Most are emergency preparedness items, including a large number of items supplied by the federal government during the COVID-19 pandemic.

Emergency manager Randy Frank described the situation for county commissioners Monday.

“We’re in a bit of a pickle,” he said.

Some of the items previously were housed in a shed in Pilsen and at the county shops on N. Coble St. in Marion, but the number of items in storage has grown since then with the addition of such things as three shelves of files from the county assessor’s office.

Commissioner Dave Crofoot wondered Monday whether all the items — especially the 200-foot-tall repeater tower — still worked and were needed.

The tower is designed to replace or augment any of the network of state-owned Kansas Statewide Interoperability Communications System towers that are used by virtually all public safety and government agencies, including Marion County law enforcement, ambulance, and fire services.

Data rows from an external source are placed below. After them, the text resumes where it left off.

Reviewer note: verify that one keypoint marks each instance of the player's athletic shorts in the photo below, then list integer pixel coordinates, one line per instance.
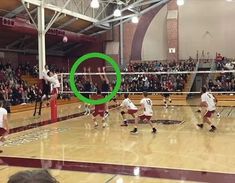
(132, 111)
(87, 95)
(166, 95)
(55, 91)
(2, 131)
(143, 117)
(208, 114)
(100, 113)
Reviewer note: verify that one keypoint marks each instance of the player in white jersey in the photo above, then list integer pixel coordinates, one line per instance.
(208, 104)
(146, 106)
(128, 107)
(4, 128)
(53, 79)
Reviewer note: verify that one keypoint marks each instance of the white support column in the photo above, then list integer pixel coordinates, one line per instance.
(41, 40)
(121, 44)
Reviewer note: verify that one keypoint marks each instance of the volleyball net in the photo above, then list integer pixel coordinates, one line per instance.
(156, 83)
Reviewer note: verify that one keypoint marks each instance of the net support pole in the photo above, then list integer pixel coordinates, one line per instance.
(121, 43)
(53, 104)
(41, 39)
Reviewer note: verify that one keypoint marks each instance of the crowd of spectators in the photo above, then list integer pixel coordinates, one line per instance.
(156, 82)
(223, 81)
(17, 91)
(13, 88)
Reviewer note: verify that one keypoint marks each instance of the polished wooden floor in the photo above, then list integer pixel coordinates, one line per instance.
(177, 146)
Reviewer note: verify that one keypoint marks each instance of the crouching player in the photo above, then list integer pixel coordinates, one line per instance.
(99, 110)
(127, 107)
(146, 106)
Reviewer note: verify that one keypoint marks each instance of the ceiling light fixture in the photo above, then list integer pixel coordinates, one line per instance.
(135, 19)
(95, 4)
(117, 13)
(180, 2)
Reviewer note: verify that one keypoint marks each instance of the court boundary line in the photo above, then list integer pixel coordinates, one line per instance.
(117, 169)
(76, 115)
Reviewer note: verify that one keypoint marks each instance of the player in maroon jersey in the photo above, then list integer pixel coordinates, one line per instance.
(99, 110)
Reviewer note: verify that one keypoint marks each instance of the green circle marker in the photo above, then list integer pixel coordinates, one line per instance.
(84, 58)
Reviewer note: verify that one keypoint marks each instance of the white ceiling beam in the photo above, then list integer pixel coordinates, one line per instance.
(64, 11)
(15, 12)
(67, 23)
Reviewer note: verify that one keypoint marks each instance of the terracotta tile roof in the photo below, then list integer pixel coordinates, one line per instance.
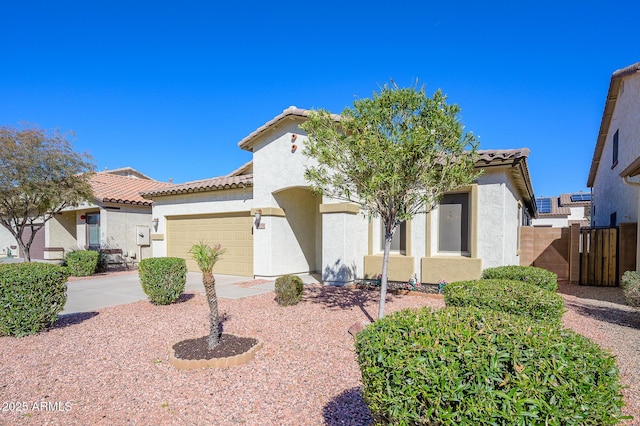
(499, 156)
(245, 169)
(517, 159)
(291, 112)
(113, 188)
(213, 184)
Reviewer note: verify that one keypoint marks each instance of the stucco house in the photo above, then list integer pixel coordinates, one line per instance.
(613, 176)
(271, 223)
(8, 244)
(563, 210)
(118, 219)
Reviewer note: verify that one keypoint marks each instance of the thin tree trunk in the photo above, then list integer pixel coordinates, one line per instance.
(26, 250)
(385, 269)
(209, 283)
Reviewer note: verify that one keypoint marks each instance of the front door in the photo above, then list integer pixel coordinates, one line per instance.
(93, 231)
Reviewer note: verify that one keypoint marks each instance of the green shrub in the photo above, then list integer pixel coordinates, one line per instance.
(102, 265)
(31, 297)
(289, 290)
(631, 287)
(82, 263)
(514, 297)
(163, 278)
(530, 274)
(466, 366)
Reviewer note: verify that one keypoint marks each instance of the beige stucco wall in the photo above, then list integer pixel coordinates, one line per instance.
(118, 224)
(610, 194)
(497, 219)
(344, 242)
(60, 232)
(118, 230)
(450, 269)
(293, 238)
(7, 241)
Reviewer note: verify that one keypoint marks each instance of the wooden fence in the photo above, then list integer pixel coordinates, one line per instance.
(599, 256)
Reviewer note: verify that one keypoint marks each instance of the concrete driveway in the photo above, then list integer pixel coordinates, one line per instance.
(94, 293)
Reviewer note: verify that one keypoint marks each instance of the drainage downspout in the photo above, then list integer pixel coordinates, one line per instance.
(626, 180)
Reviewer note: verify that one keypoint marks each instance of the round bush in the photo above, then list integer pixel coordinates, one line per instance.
(289, 290)
(31, 297)
(163, 278)
(515, 297)
(82, 263)
(530, 274)
(479, 367)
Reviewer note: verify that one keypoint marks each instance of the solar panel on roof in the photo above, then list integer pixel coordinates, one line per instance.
(580, 197)
(544, 205)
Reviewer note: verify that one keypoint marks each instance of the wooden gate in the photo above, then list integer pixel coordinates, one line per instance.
(599, 256)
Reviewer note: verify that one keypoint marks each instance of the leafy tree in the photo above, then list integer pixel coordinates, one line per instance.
(206, 257)
(40, 175)
(394, 155)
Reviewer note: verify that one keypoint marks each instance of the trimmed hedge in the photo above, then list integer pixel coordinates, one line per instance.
(514, 297)
(530, 274)
(630, 284)
(31, 297)
(480, 367)
(289, 290)
(163, 278)
(82, 263)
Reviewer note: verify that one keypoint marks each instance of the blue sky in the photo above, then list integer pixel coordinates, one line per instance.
(170, 88)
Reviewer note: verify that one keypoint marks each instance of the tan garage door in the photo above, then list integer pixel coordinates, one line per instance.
(233, 231)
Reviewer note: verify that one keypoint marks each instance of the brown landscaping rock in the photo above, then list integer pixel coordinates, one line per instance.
(356, 327)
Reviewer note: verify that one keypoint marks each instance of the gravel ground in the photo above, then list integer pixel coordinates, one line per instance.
(111, 367)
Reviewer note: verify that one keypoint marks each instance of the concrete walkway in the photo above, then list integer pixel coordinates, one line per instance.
(94, 293)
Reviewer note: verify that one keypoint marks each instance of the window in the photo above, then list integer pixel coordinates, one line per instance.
(615, 149)
(399, 241)
(543, 204)
(93, 230)
(453, 226)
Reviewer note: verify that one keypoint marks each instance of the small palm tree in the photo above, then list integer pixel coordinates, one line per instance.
(206, 257)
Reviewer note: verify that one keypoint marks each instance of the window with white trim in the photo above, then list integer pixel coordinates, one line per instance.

The mobile unit could fill in for the 800-megahertz radio repeater in Aulne that covers most of Marion County or for any of the other repeater in the region.

Nearby towers in virtually every surrounding county have a range that reached into portions of Marion County and could provide limited service here, much as grids of cell phone towers do, if the Aulne tower were out of commission or overloaded.

The state stationed the tower in Marion County to serve as a backup for a larger region than just the county.

“Can we give this tower trailer to someone else,” Crofoot asked Frank.

“That’s up to the sheriff,” Frank replied, “because he signed for all that stuff.”

Lest a dispute erupt among department heads, commission chairman Randy Dallke quickly added: “The commission signed off on it.”

Later, however, he suggested regarding other material stored at Countryside Feeds: “We could ask Homeland Security if another county would take it.”

Crofoot suggested that the city of Marion might be willing to let the county rent a former auto body shop the city owns at 828 N. Roosevelt St. in the city’s industrial park.

The city thought it had sold the building to the developer of Marion County’s southern wind farm, but new owners of the wind farm have allowed a purchase option to lapse and shown little interest in the building.

The building currently is rented to Pilsen Packrats on a month-to-month basis as a site for its estate sales. Unconfirmed rumors of a potential long-term buyer have swirled in recent weeks.

Commissioner David Mueller noted that the city owes something like $200,000 on the building.

County clerk Tina Spencer added: “They probably want to sell it to someone who’s going to pay taxes.”

The county, as a government agency, would not pay property taxes if it owned the building.

Dallke agreed that the city might want to avoid selling to the county, adding: “I’ve sat through a disturbing meeting on that issue.”

In the end, commissioners decided to look first at whether the county’s road and bridge department could house some or all of the material at its shops on N. Coble St.

A second option would be to temporarily store some or all of the items at the county fairgrounds in Hillsboro.

Inquiring about Marion’s 828 N. Roosevelt St. building was listed as a third option.

Crofoot was instructed to confer with city officials and report back in a week on whether the city might be interested in renting or selling the building.